Upfront Tax Burden – Time To Look at Options Closer to Home
The Treasury has said the UK will seek to mitigate any cash flow impacts if Britain leaves the EU VAT area after Brexit, this will mean that businesses will be forced to pay the tax upfront, creating cashflow burdens that could cripple small businesses.
Legislation is currently being considered by MPs that could see over 130,000 UK firms forced to pay VAT upfront for the first time on all goods imported from the EU. The VAT changes spelled out in the Taxation (Cross-Border Trade) Bill, is one of several Brexit laws passing through parliament. Presently businesses that import goods from the EU can register with HMRC to bring them into the UK free of VAT. However, without a deal importers will have to pay the money upfront and then recover it later, creating a cashflow problem, particularly for small businesses that would need to spend significant sums out before they can be recouped in sales.
(Buy UK! – Fashion Enter Factory in North London)

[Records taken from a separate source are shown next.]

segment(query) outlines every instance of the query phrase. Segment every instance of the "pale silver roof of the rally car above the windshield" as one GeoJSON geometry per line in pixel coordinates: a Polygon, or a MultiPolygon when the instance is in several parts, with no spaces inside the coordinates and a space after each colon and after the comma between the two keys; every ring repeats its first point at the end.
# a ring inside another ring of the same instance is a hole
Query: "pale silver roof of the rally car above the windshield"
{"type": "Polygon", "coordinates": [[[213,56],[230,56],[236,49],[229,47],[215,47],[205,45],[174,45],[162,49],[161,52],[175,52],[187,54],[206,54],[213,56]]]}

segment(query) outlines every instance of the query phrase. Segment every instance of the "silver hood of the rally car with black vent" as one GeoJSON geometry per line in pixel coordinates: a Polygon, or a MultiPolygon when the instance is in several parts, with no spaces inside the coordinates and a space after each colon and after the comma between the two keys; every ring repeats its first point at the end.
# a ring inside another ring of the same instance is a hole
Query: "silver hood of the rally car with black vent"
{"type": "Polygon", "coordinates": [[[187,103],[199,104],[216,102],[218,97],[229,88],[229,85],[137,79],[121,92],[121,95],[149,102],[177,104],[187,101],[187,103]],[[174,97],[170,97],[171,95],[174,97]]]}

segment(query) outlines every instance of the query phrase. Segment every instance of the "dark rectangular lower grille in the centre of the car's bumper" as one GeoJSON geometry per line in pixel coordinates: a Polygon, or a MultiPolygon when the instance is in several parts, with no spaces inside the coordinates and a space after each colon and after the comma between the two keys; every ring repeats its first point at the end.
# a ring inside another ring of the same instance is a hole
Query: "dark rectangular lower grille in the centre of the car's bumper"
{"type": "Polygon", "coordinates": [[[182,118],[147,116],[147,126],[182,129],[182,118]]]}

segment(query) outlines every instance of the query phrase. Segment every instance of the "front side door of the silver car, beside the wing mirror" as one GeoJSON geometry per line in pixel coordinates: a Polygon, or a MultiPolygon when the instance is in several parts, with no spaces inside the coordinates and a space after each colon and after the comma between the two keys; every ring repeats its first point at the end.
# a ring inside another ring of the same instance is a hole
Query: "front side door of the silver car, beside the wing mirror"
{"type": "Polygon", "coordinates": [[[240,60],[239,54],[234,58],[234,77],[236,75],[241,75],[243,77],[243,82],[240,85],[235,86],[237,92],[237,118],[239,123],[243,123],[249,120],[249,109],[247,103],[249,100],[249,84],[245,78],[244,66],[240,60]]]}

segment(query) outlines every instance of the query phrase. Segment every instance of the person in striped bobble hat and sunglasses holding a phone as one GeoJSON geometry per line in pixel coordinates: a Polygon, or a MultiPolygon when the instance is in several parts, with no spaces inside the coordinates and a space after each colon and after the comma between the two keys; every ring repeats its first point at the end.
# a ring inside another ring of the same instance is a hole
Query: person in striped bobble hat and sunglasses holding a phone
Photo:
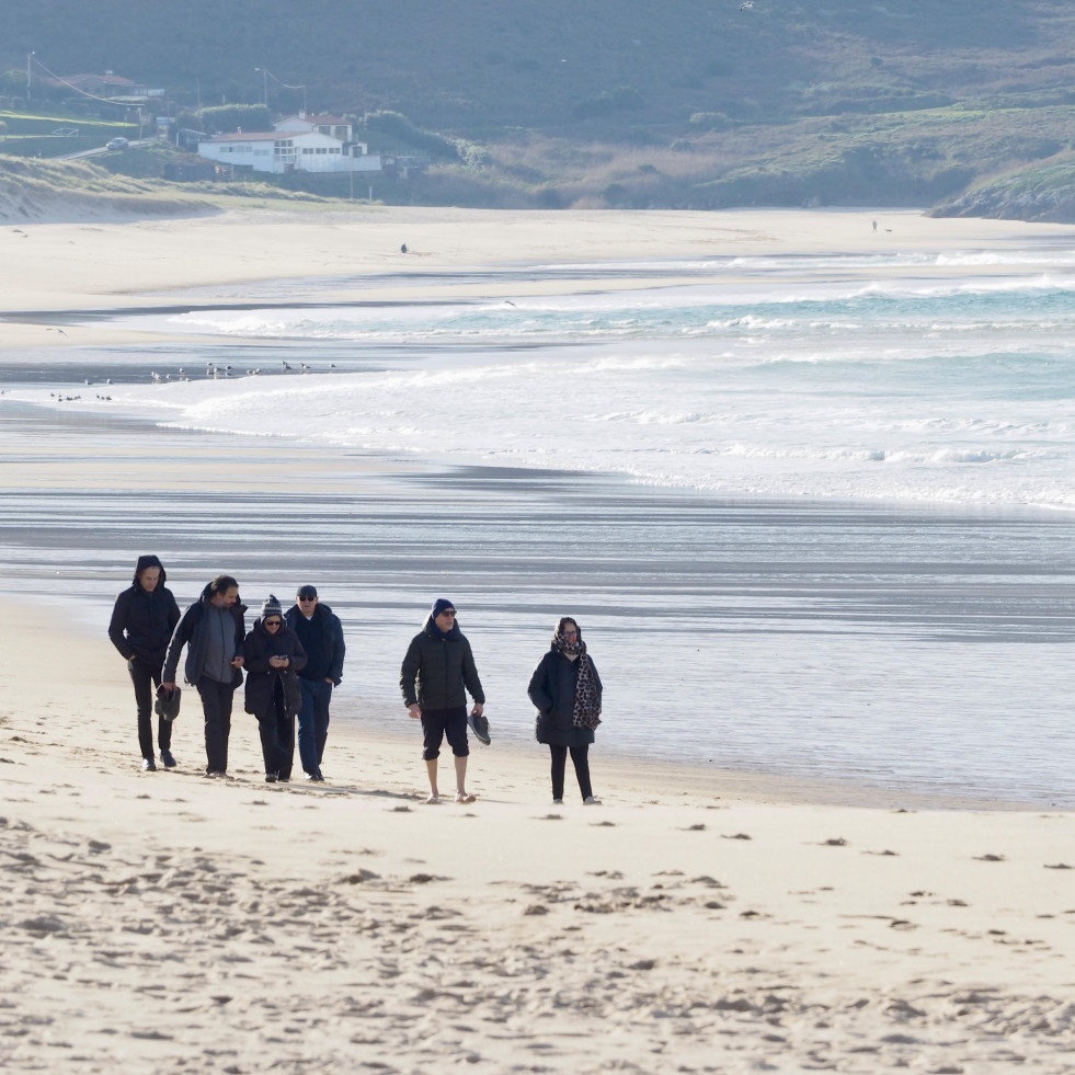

Jenny Holloway, CEO of FashionCapital & Fashion Enter commented:
“If you are a designer or retailer importing from the EU after Brexit it means you will need to pay the VAT upfront. Small firms are already having issues with their cash flow with an estimated £18bn being withheld from them due to the late payment crisis. So buy UK! Look seriously at all the benefits there are by having production locally! You can save on transport and freight improving the carbon footprint. No communication issues; drop in visits for in-work checks and AQLs. Being so local means you can ensure ethical trading is occurring! The UK has so much to offer.”